Multimodal Large Language Models (MLLMs) still struggle with hallucinations despite their impressive capabilities. Recent studies have attempted to mitigate this by applying Direct Preference Optimization (DPO) to multimodal scenarios using preference pairs from text-based responses. However, our analysis of representation distributions reveals that multimodal DPO struggles to align image and text representations and to distinguish between hallucinated and non-hallucinated descriptions. To address these challenges, in this work, we propose a Cross-modal Hierarchical Direct Preference Optimization (CHiP) to address these limitations. We introduce a visual preference optimization module within the DPO framework, enabling MLLMs to learn from both textual and visual preferences simultaneously. Furthermore, we propose a hierarchical textual preference optimization module that allows the model to capture preferences at multiple granular levels, including response, segment, and token levels. We evaluate CHiP through both quantitative and qualitative analyses, with results across multiple benchmarks demonstrating its effectiveness in reducing hallucinations. On the Object HalBench dataset, CHiP outperforms DPO in hallucination reduction, achieving improvements of 52.7% and 55.5% relative points based on the base model Muffin and LLaVA models, respectively. We make all our datasets and code publicly available: https://github.com/LVUGAI/CHiP.

Paper Structure

This paper contains 39 sections, 28 equations, 9 figures, 11 tables.

Figures (9)

  • Figure 1: Comparison of representation distributions and performance across models. Representations are constructed by selecting 150 samples (images, non-hallucinated descriptions, and hallucinated descriptions).
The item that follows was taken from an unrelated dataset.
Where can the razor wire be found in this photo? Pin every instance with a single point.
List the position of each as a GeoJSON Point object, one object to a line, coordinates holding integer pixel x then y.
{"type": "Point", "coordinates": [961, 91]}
The image or text semantics are represented using the last token embedding from the LLM. (d) is the hallucination rate (lower the better) comparison of different models on hallucination benchmarks, namely ObjHal, MMHal, and AMBER. Findings: (1) DPO struggles to align image and description representations and to effectively distinguish between hallucinated and non-hallucinated descriptions. (2) The proposed CHiP method, which incorporates both image and fine-grained text preferences, achieves better alignment between images and ground-truth descriptions while increasing the distance between ground-truth and hallucinated descriptions. (3) CHiP outperforms DPO and original LLaVA in terms of hallucination rate.
  • Figure 2: Comparison of preference optimization in different scenarios: (a) DPO, (b) Multimodal DPO, and (c) Cross-modal Hierarchical Direct Preference Optimization (CHiP). $x$ represents the instruction. $y_w$ denotes the response preferred by the human over $y_l$. $m_w$ represents the image that is more likely to generate the preferred response $y_w$ than $m_l$. $\bigstar$ ($\blacktriangle$) and $\bigstar$ ($\blacktriangle$) represent the segments (tokens) involved in the hierarchy reward calculation in the preferred and unpreferred responses.
  • Figure 3: Human evaluation results on MMHal-Bench (MMHal).
  • Figure 4: Results of Muffin+CHiP and LLaVA+CHiP evaluated on the AMBER dataset with different choices of weight $\lambda$ to control the strength of segment-level preference optimization. Findings: When $\lambda = 1$ ($\lambda = 3$), the best performance of the CHAIR and Hallucination Rate metric is achieved on AMBER based on Muffin (LLaVA-1.6).
  • Figure 5: Examples of rejection images constructed by different strategies. (a) is the chosen image.